平壌に駐在するロシア大使館は今月20日、北朝鮮外務省主催のツアーで、千里馬(チョンリマ)線の復興(プフン)駅から大使館近くの烽火(ポンファ)駅まで地下鉄に乗車したと、Facebookで明らかにした。なお、烽火駅は最近になって営業を再開したと記されている。

一行は新型車両に乗車したが、アップロードされた一枚の画像が話題を集めている。

ドアの上に設置されたLED表示機の右側に注目してもらいたい。ちょうど真ん中の駅は一文字となっている。「역」、つまり「駅」という意味だが、もともとこの駅は「統一駅」だった。

金正恩総書記は1月、最高人民会議(国会に相当)第14期第10回会議の施政演説で、韓国は統一すべき相手ではなく、「第1の敵対国、不変の主敵」だとし、「北半部」「自主、平和統一、民族大団結」など憲法に記された表現は削除すべきだと述べた。

これに伴い、駅名から「統一」が消されたものと思われる。ただ、単なる「駅」という駅名に変更になったのか、別の駅名が付けられたのかは不明だ。もしこのままにされるならば、朝鮮半島で最も短い駅名となる。
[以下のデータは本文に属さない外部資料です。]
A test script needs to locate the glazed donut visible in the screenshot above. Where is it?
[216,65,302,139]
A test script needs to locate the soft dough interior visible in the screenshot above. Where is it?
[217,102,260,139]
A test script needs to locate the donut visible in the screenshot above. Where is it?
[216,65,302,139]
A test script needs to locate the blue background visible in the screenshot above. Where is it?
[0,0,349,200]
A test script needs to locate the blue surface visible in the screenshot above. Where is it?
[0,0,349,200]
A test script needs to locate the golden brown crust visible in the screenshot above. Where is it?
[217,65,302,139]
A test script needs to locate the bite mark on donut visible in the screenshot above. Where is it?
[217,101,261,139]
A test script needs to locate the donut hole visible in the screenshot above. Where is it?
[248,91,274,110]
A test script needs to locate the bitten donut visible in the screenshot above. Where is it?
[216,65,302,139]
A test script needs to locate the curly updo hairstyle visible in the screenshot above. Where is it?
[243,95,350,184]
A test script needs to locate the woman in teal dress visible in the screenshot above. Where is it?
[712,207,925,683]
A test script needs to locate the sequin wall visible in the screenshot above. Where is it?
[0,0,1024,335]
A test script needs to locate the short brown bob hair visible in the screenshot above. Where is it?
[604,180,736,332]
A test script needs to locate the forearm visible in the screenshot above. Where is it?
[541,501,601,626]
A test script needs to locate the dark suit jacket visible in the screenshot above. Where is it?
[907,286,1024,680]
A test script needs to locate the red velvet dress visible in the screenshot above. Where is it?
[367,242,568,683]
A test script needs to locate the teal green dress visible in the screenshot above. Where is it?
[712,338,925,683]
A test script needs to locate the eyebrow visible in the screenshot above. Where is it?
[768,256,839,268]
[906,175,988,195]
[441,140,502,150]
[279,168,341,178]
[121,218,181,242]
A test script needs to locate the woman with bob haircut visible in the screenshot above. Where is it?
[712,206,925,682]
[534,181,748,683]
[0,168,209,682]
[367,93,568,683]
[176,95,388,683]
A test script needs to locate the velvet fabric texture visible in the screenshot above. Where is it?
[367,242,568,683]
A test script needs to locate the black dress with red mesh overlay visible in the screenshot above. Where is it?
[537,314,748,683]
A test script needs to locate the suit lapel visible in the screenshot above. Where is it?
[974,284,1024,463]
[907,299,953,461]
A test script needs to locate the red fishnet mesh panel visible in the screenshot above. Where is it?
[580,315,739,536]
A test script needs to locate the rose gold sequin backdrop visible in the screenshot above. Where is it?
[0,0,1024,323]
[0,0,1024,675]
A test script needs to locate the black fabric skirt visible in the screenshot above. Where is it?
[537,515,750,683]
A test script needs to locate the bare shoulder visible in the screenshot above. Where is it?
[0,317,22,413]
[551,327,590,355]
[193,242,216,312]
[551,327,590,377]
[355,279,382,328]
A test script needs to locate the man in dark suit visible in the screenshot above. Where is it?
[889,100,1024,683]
ちなみに副駅名は青年公園、所在地は中区域の七星門通りだが、平壌地下鉄の駅名には所在地の地名とは全く関係ない名称を付けるのが通例となっている。

北朝鮮は最近、国歌にあたる「愛国歌」から、朝鮮半島を意味する「三千里」を削除したが、双方とも、金正恩氏の演説を受けての措置と見られる。

平壌市内には、1993年に完成した統一通りというマンション団地(地名としては統一洞)が存在し、そこを通る路面電車の2号線には統一通り1洞という停留所があるが、これも改称される可能性が高い。

これ以外にも三千里、統一以外にも、同胞、キョレ(同胞の意)、自主など、金正恩氏が指摘した統一関連の用語を冠した地名、機関や企業名の改称が今後相次ぐものと見られる。